Download in the background, upgrade on the next run The FireFox approach, downloads happen it the background while you run the application. When they’re finished you’re casually prompted once and only once if you’d like to restart the app now to apply the upgrade. If you don’t, the next time you run FireFox you’re forced through the prompt-less update process. A huge improvement over constant nags and useless-prompts filled installers. Updating FireFox isn’t something I think about anymore, it just happens. I would call this the gold standard of current update practices. We know it works, and it works really well.

Download in the background, upgrade invisibly This is the Google Chrome model. When updates are available they’re automatically downloaded in the background. They’re upgraded, and as far as I can tell they’re applied invisibly as soon as the browser is restarted. I’ve never seen an update progress bar and I’ve never been asked if I wanted to upgrade. Their process is so seamless that I have to research and guess at most of the details. This has huge benefits for Continuous Deployment, as you’ll have large numbers of users on new versions very quickly. Unfortunately this also means users are surprised when UI elements change, and are often frustrated.

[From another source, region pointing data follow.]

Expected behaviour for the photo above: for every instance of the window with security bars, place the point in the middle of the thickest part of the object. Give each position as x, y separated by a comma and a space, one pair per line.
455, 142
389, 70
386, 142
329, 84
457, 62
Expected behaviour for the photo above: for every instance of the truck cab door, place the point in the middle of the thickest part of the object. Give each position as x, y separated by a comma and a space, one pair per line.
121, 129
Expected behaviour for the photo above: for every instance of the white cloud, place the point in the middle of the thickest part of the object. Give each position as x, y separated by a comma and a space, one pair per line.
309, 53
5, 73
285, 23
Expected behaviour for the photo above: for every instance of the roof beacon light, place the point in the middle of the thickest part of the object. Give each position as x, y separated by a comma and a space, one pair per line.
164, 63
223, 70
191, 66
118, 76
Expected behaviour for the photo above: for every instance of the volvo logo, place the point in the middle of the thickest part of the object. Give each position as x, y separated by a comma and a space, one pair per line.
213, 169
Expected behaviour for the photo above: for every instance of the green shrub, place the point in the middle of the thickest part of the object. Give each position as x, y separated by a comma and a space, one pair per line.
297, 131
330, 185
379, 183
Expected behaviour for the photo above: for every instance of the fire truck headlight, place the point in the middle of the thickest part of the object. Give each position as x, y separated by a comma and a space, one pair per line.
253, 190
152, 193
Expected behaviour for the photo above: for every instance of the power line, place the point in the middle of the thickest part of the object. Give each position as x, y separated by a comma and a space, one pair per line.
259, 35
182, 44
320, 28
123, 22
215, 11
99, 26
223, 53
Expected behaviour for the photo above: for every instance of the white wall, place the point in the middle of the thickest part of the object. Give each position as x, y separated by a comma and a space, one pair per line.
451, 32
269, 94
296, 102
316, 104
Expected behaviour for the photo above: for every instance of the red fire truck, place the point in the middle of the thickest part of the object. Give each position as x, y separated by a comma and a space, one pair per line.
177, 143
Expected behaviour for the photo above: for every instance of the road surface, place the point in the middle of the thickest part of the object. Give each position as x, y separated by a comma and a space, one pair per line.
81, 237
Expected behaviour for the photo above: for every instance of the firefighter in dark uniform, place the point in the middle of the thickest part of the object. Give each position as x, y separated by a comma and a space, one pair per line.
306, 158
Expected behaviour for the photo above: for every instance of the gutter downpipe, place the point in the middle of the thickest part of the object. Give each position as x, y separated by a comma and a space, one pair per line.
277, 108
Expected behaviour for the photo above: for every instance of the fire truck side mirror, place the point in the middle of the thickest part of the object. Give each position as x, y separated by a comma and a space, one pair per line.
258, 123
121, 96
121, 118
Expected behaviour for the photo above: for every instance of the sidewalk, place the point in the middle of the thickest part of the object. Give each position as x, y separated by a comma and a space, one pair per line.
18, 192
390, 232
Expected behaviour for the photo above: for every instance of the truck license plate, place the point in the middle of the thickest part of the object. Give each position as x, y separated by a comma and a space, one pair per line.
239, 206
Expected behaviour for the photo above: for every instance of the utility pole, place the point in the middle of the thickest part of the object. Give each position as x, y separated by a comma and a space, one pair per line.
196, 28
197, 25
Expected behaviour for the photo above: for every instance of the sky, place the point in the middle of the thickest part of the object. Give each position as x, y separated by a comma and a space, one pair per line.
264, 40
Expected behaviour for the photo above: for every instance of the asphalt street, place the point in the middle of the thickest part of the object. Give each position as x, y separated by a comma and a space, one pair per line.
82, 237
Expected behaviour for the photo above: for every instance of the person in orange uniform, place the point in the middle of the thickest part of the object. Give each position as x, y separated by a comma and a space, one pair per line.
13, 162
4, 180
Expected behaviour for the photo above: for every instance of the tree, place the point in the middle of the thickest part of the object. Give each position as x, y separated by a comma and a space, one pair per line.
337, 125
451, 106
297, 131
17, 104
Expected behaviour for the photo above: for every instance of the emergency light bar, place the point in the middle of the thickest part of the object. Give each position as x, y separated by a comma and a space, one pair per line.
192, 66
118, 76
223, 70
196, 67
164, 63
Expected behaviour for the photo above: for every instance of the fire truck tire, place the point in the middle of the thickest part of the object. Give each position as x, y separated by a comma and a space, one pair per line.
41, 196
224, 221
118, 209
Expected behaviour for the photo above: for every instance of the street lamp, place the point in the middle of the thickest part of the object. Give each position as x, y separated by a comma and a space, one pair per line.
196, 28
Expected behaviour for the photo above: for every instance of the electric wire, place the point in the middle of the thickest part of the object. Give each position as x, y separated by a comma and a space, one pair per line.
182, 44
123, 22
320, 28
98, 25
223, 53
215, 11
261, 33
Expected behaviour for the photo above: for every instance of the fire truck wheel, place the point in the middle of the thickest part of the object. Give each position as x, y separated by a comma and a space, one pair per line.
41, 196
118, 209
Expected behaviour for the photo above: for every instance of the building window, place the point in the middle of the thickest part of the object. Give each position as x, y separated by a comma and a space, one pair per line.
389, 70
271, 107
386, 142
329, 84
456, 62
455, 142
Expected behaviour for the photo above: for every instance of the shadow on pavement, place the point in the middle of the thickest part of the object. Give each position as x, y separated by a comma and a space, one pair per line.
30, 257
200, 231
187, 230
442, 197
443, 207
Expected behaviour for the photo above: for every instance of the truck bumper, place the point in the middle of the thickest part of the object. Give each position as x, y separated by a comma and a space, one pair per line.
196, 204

Download in the background, upgrade the running process Can you do better than Google Chrome? I think you can. Imagine if your client downloaded and installed updates automatically in the background, and then spawned a second client process. This process would have it’s state synced up with the running process and then at some point it would be swapped in. This swap would transfer over operating system resources (files and sockets, maybe even windows and other resources depending on operating system). Under this system you could realistically expect most of your users to be running your most recent version within minutes of releasing it; meeting or exceeding the deploy-feedback cycle of our website deploy process.I’m guessing Chrome is actually close to this model. A lot of the state is currently stored in a sqlite database making the sync-up part relatively easy. The top level window and other core resources are owned by a small pseudo-kernel. You could easily imagine a scenario where deploys of non-pseudo-kernel changes could instantly update while pseudo-kernel changes would happen on next update. For all I know Chrome is doing that today! This doesn’t address, and in fact exacerbates UI and functionality changing friction.

Success Metrics

Unlike a production environment, you don’t control any of the environmental variables. You’ll face broken hardware, out of memory conditions, foreign language operating systems, random dlls, other processes inserting their code into yours, drivers fighting for first-to-act in the event of crashes and other progressively more esoteric and unpredictable integration issues. Anyone who writes widely-run client software quickly models the user’s computer as an aggressively hostile environment. The examples I gave are all issues IMVU has had to understand and solve.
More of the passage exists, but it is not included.